2-Bahwa barang siapa meninggalkan puasa karena mengingkari kewajibannya, maka ia murtad lagi kafir, dan hal tersebut menjadikan hukum-hukum yang berlaku bagi orang yang murtad diberlakukan pada orang tersebut ; karena orang tersebut mendustakan Allah dan Rasul-Nya, dan juga mendustakan ijma’ kaum Muslimin.
Ibnu Abidin menukilkan : dari asy-Syarnablaliy bahwasanya kalau orang yang tidak memiliki udzur menyengaja makan dengan terang-terangan, maka ia dibunuh; karena ia seorang yang mengolok-olok agama, atau mengingkari sesuatu yang telah ditetapkan sebagai bagian dari agama, dan tidak ada perbedaan pendapat tentang kebolehan membunuh orang tersebut dan perintah untuk melakukannya. [1]

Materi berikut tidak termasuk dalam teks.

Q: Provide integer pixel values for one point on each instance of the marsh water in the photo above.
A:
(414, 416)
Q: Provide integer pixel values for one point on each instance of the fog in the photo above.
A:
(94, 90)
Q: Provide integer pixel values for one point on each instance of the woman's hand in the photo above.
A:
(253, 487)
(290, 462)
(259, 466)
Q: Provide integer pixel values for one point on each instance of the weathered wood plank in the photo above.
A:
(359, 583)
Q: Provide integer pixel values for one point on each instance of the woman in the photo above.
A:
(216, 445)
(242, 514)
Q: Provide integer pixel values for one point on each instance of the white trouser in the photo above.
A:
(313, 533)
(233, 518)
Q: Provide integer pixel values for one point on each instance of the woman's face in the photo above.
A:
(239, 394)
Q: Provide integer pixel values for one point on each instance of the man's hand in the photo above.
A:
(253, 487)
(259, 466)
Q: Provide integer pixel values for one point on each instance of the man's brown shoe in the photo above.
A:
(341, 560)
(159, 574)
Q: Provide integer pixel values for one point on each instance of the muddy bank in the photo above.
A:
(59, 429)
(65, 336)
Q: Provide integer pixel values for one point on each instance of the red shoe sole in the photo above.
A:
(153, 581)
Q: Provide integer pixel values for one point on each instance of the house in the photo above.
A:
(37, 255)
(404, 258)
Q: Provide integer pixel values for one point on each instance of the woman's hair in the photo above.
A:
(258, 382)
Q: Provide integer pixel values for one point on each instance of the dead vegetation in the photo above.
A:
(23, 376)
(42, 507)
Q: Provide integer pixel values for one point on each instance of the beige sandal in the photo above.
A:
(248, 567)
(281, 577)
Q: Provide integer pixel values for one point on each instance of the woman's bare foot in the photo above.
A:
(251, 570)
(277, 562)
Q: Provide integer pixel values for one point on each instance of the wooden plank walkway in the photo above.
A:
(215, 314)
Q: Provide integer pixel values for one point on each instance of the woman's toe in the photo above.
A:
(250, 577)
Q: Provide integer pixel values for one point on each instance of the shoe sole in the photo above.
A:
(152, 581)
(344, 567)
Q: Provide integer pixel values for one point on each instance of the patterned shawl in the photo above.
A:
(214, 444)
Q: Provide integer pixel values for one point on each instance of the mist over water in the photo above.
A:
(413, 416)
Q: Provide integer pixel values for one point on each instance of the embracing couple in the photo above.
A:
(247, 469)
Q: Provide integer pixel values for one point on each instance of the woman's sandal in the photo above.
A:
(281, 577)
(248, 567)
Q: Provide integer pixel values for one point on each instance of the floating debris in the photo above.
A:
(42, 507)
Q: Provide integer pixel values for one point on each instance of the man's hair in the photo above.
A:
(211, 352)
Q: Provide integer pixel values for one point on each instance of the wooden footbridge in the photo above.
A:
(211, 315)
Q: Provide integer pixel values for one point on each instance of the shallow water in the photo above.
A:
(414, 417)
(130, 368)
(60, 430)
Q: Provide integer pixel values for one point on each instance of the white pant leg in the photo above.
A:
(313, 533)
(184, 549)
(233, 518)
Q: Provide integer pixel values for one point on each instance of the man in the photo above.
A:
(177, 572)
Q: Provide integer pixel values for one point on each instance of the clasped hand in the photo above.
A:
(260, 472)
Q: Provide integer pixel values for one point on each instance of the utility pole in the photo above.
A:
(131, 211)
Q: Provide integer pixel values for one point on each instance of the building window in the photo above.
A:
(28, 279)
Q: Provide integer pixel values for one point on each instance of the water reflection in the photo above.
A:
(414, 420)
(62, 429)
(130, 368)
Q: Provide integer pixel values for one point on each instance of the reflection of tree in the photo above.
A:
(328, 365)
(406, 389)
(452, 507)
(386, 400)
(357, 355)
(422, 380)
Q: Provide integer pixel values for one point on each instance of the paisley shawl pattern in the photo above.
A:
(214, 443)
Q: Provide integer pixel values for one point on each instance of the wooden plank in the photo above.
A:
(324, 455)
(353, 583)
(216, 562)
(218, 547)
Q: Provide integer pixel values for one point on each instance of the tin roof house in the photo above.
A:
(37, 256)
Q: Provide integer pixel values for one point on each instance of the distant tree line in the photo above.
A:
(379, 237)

Dan, di dalam Mawahib al-Jalil (disebutkan) : (faedah) ummat telah sepakat akan wajibnya puasa Ramadhan. Maka, barang siapa mengingkari akan kewajibannya maka ia murtad, dan barang siapa menolak melakukan puasa padahal ia mengakui akan kewajibannya, maka ia dibunuh sebagai penegakan hukum had, menurut pendapat yang masyhur dari madzhab Malik, Ibnu ‘Arafah mengatakan : puasa Ramadhan wajib (hukumnya), mengingkarinya dan meninggalkannya seperti (hukum meninggalkan) shalat. [2]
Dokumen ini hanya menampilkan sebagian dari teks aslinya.